Hi to all the entities of the web out there! It has been quite some time since I last updated my blog, thanks to my 3rd year engineering exams, which I thought I’d finally study for, since I had so religiously bunked most of my classes in the past semester.  Over the period, I have experienced quite a number of incidents that I think should definitely be discussed on my blog.

So well, the issue at hand in this post is whether the advent of social networking, so highly popular these days in the form of Facebook, Twitter, BBM, WhatsApp, Skype blah blah, WORTH IT? Is it a boon or a bane? For most people especially of the current generation, including me, the question would seem ridiculous. All of us would jump up and defend our beloved social apps we are always hooked on to.

However, whether we like it or not, there are many concerns being raised by parents and teachers regarding the use of social media especially by children and teenagers. It affects them physically and psychologically. If not used under supervision, it makes them vulnerable to the big bad world out there.  Statistics prove that average time spent by a visitor on Facebook is 6.75 hours. To be very honest, I used to belong to the league.  Thankfully, I got bored (I get bored of stuff very easily, in this case, it sure has proved to be of my advantage). But the point is, it’s a whole lot of wastage of time. And from my experience  as a user, 99% of the time, I used it to just like random posts by people I did not know, stalk people I did not even care about and stare at photos of all those whose sole purpose of life is take a picture of themselves whenever possible.  So well, a lot has been debated about this and parents have been advised to supervise their innocent kids, and their not-so-innocent, moody, depressed teenagers who live in the virtual world.



But what about those addicted adults? Are they justified in using social networking?  Agreed, they know how to tell the difference between right and wrong, but is the time spent by them texting, posting statuses via their blackberries, androids really worth it? My mother recently got an SIII and has successfully joined the WhatsApp and Skype community. She uses it to communicate with her mother, sisters and brothers living in India. Frankly, I’ve never seen her so happy in life. She used to miss her siblings a lot and thanks to Skype, she can see them, hear them and talk to them from a thousand miles away.  But things have surely changed at home. I and my siblings have definitely noticed how less time we get to spend with her these days.  Sure, she is at home physically but we do not get to talk much since she is so busy texting her sister on WhatsApp.  So you see, I think the main culprit of the lack of communication at home these days is the excessive use of social networking sites.
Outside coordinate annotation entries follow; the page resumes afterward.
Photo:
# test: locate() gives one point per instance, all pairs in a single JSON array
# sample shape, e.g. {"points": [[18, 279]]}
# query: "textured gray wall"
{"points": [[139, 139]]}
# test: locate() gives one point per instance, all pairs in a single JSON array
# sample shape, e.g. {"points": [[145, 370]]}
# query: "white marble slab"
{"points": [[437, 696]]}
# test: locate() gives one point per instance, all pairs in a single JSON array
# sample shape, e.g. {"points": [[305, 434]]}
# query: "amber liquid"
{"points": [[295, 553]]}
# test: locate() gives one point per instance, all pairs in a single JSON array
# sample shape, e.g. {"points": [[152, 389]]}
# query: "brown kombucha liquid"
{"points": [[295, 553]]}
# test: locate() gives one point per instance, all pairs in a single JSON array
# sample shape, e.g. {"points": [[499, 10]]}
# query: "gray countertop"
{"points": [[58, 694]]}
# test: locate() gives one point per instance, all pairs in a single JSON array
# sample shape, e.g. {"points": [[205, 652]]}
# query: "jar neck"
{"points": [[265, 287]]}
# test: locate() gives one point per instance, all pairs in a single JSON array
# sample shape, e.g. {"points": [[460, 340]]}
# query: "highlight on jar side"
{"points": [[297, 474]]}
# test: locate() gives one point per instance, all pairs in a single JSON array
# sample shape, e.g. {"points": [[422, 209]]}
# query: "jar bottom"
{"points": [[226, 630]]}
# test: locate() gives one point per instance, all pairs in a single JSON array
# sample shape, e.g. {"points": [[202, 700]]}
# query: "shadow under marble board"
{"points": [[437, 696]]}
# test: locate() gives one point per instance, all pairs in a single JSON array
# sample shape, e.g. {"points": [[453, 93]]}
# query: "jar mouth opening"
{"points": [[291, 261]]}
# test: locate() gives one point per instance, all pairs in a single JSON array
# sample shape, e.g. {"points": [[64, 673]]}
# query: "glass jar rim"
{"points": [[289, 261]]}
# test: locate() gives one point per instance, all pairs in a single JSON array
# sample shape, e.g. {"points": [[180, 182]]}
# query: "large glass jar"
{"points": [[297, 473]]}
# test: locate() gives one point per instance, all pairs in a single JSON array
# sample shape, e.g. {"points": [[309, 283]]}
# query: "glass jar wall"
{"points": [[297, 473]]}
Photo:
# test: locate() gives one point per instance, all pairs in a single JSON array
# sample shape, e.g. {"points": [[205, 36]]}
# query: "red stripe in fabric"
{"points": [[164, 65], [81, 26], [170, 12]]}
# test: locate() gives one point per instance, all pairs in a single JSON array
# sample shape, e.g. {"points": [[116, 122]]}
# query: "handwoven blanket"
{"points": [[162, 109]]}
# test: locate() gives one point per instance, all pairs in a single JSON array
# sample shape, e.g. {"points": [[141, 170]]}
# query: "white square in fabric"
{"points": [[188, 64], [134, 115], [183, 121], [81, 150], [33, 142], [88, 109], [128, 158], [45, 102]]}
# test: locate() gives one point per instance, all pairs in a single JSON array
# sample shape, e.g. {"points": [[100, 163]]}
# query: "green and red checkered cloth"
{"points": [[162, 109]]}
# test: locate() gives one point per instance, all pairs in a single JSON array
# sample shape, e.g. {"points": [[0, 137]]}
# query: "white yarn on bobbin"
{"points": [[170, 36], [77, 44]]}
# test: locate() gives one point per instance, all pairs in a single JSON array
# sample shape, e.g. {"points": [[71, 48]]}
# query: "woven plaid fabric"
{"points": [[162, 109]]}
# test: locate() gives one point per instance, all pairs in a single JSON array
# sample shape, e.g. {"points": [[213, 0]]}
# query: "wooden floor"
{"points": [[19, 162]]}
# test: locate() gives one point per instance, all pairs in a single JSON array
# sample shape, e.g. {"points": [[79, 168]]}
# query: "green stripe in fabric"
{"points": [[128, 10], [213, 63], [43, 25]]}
I had a talk with my mom about this and she got embarrassed and laughed it off. Next day, she kept her cell in her room to avoid Skype. And that was the end of that phase, thankfully.  I’m glad this has happened because now I really understand why my parents always had an issue whenever I used my cell constantly, and this incident has made me leave a few annoying habits I possessed . 


I am not here to discuss the Pros and Cons of Social networking. Everyone knows about them. We all know that it has served to fulfill the concept of Freedom of Speech and freedom to express ourselves. On the other hand, we all have also been reading  newspapers reporting incidents of lovers taking their lives because of betrayal over Facebook, or young girls being raped by strangers they met on MySpace and many more horrendous incidents I do not want to think about.  I just wanted to convey one simple message. 

And that is: Social networking is really good for keeping in touch with our family and friends all over the world, but it really isn’t worth it if you lose the people you live with, for those who are far away. I do not want to sound selfish and hypocritical but all I am trying to say is, I agree that people who matter in our life, whether they are near or far, deserve to be loved always but there is a difference between loving them and destructing time which needs to be utilized for other purposes of life as well.  Everyone has a life of their own, the REAL one, and it is better to understand the difference between the real and virtual before it is too late.